Nie zajmuję się stroną medyczną, bo na tym się nie znam, ale zastanawia mnie publiczna reakcja na statystyki. Kiedy w kraju przybywało zakażonych po kilkanaście, kilkadziesiąt przypadków na dobę, politycy i media biły na trwogę. Kiedy na Śląsku przybywa kilkaset na dobę, to czytam, że sytuacja się normalizuje i nikt nie próbuje tłumaczyć dlaczego 30% zachorowań w Polsce stwierdzono na Śląsku.
Całkiem obojętnie przechodzimy nad informacjami, że 47% zachorowań na Śląsku to górnicy a na pewno kolejne, co najmniej 30%, to rodziny górników.
Obserwując statystyki w górnictwie śmiem twierdzić, że ilość stwierdzonych zakażeń jest wprost proporcjonalna do ilości przeprowadzonych badań. Aż strach pomyśleć, co by było, gdyby przebadano całe 80 tysięcy górników – chociażby tylko tych z dołu i przeróbki węgla.
W tym miejscu muszę przyznać sporo racji moim przyjaciołom lekarzom, którzy po kolejnym toaście przyznają, że cytuję: „nie ma ludzi kompletnie zdrowych, są tylko niekompletnie zdiagnozowani”. Z podziwem czytałem opinie dr Andrzeja Sośnierza o skali pandemii – wierzę, że ma rację. Cóż jednak z tego, skoro nikt z Panem Posłem nie podejmuje racjonalnej rozmowy – a szkoda.
Sam udzieliłem, w przeróżnych mediach, w ostatnich miesiącach, kilkudziesięciu wywiadów na temat warunków dla rozwoju epidemii w górnictwie i potencjalnych przeciwdziałaniach – też nikt nie podjął merytorycznej rozmowy.
Zarówno wobec dra Sośnierza, jak i zwłaszcza wobec mnie, niechęć do racjonalnej rozmowy jest motywowana tak samo – Ci „na urzędach” wiedzą lepiej!
Od ignorowania rad, poprzez niechęć do odmiennych poglądów, prowadzi prosta droga do publicznej pogardy - współcześnie nazywanych hejtami.
Walą się gromy na Śląsk, że brudasy, że prymitywy, że szkodzą, że bez nich – tych na Śląsku i w Zagłębiu – było by nam w Polsce lepiej i łatwiej, itd. O epitetach nie wspomnę.
Wniosków z tej fali pogardy jest wiele, ale ja odniosę się tylko do dwóch. Pierwszy nie mój, ale polskiego pisarza, który powiedział, że dzięki internetowi dowiedział się wśród jakich idiotów żyje.

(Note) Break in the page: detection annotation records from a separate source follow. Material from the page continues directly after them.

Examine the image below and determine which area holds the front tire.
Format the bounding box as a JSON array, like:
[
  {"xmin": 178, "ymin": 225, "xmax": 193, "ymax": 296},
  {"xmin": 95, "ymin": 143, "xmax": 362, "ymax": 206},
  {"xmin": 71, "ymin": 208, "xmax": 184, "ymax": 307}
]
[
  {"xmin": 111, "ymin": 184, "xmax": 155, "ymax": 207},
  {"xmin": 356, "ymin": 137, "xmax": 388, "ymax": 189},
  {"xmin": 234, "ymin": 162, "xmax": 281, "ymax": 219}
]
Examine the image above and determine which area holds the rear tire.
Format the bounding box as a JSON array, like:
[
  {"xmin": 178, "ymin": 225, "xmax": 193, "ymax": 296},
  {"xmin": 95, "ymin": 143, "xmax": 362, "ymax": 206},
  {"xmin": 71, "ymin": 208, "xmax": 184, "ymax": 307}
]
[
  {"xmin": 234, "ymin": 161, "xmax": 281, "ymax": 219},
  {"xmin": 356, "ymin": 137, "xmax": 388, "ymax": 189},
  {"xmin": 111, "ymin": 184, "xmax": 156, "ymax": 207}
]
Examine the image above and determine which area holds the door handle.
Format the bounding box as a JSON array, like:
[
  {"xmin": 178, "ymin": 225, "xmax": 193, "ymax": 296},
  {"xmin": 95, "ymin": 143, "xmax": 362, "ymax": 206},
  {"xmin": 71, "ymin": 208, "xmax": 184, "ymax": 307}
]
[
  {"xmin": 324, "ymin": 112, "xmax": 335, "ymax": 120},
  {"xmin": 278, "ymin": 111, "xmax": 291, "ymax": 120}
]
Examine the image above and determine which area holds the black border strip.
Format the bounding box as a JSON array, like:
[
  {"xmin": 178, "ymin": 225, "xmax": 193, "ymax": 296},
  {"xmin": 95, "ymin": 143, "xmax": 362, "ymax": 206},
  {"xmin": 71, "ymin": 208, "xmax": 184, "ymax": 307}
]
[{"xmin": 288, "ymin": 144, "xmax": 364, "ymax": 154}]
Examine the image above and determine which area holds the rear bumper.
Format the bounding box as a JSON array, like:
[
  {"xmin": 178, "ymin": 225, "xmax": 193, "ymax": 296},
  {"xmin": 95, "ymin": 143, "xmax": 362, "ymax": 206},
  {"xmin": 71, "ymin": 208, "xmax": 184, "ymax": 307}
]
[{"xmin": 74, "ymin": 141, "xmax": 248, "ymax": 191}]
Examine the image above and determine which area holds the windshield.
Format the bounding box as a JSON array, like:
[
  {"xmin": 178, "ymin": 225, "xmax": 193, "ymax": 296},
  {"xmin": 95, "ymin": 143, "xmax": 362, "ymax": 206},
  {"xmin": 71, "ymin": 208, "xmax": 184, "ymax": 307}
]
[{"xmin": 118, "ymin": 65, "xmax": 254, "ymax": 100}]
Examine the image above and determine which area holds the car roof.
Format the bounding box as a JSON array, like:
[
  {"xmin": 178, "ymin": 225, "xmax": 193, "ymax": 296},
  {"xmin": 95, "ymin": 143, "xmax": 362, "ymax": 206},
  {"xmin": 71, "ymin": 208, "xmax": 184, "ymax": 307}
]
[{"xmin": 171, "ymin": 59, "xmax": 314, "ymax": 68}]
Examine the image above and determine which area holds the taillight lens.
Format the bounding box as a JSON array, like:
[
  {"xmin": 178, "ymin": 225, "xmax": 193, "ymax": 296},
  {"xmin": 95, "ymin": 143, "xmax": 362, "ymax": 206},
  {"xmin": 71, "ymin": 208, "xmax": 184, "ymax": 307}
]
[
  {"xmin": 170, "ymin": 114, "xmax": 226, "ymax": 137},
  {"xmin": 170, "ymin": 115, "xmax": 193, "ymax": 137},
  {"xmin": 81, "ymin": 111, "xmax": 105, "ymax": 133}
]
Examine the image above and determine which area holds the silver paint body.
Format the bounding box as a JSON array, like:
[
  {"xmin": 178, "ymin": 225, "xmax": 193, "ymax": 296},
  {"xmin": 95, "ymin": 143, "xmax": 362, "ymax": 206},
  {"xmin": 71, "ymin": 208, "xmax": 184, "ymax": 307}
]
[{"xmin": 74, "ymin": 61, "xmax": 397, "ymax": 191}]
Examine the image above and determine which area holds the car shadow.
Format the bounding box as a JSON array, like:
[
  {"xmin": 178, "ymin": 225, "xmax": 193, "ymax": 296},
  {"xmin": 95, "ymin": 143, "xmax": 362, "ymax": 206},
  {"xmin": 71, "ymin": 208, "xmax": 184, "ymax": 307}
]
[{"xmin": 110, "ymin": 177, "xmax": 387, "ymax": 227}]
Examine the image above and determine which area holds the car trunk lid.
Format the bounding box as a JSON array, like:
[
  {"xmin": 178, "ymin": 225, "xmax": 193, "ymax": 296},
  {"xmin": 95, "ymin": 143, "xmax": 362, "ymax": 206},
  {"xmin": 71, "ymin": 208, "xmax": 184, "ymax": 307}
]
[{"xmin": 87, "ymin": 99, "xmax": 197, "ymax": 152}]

Drugi – to mój: a dobrze nam tak!
Za nielojalność do naszych poprzedników, za nietolerancję dla odmienności, za brak szacunku dla doświadczeń historycznych, za niechęć do faktów, za pobłażliwość dla pomówień, za przyzwolenie dla pogardy.
A wystarczyło się zachowywać godnie i nie wyhodowalibyśmy pokoleń leniwych nieudaczników, którym najłatwiej wypowiada się językiem pogardy i kłamstwa. Słowem – mamy za swoje i nawet teraz nie próbujemy się obronić w całej okazałości prezentując naszą - cytat z Kazimierza Kutza - „śląską dupowatość”.
W tym miejscu spróbujmy uruchomić naszą wyobraźnię na skalę reakcji ze strony reszty naszej Polski na śląską falę hejtu na którąkolwiek cechę reszty Polaków. Aż strach pomyśleć! Zatem siedźmy dalej cicho, bo jeszcze się obrażą i kupią sobie węgiel w Kolumbii lub w Rosji, i gdzie my się biedni wtedy będziemy zarażali tym koronawirusem?